With a simple list of ingredients and short simmering time, this chili is meant to be a convenient weeknight dinner. But do yourself a favor by cooking this recipe on the weekend, with plans to eat the chili for dinner later in the week. Chili is a meal that’s meant to be eaten as leftovers. It usually tastes better the second or third day, thickening up and becoming more flavorful.
If you’re feeding this chili to little kids or heat-averse adults, use bell peppers and omit the jalapeno. To crank up the spice level, use poblanos and 1 or more jalapeños (plus a jar of hot sauce on the table).
Servings: 6 to 8
Time in the Kitchen: 35 minutes, plus 30 minutes to simmer
In a large, wide pot over medium heat add 2 tablespoons oil. Add onion, celery, poblano or bell pepper and jalapeno pepper. Saute until onion is soft, 5 to 8 minutes. Add chili powder, oregano, cumin, smoked paprika, and garlic and sauté 1 minute more.
Add the ground beef and ground pork. Cook until meat is lightly browned, breaking the meat up into small pieces as it cooks. Season with salt.

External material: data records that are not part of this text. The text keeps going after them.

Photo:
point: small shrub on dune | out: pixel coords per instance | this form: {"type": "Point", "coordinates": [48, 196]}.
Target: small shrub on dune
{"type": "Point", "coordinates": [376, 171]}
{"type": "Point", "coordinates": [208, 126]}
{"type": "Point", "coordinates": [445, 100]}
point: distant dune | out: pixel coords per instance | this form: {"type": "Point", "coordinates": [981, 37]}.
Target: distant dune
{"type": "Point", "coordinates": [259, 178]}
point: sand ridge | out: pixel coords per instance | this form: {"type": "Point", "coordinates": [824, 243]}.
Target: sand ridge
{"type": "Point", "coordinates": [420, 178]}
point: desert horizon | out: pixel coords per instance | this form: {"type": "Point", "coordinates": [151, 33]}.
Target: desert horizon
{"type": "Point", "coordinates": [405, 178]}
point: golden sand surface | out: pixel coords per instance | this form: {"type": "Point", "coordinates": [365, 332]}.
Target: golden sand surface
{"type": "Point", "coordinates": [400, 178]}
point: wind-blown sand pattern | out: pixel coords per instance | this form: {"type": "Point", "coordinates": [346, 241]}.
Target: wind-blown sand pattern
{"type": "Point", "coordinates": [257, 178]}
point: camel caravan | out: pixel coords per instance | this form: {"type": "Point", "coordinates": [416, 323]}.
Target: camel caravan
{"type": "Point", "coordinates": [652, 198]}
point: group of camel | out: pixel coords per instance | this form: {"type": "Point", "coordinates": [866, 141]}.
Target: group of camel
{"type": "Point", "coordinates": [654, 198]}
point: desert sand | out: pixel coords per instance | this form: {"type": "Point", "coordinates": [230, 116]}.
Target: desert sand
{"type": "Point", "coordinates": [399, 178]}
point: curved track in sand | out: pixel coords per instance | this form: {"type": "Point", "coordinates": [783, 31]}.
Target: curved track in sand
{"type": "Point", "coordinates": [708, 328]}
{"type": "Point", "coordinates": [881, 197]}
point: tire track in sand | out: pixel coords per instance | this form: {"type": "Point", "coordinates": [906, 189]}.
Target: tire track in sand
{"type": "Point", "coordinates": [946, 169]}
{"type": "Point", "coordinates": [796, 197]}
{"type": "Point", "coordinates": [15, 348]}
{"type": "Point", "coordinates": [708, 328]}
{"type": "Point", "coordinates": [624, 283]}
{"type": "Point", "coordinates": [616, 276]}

Peel the sweet potato and discard the skin. Then, continue using the vegetable peeler to peel the entire potato into thin strips.
Add sweet potato, tomatoes, bone broth, cinnamon stick and bay leaf to the pot. Stir well to combine all the ingredients.
Bring to a boil then reduce heat and simmer, covered, for 20 minutes then remove the lid and simmer 10 minutes more. Stir occasionally.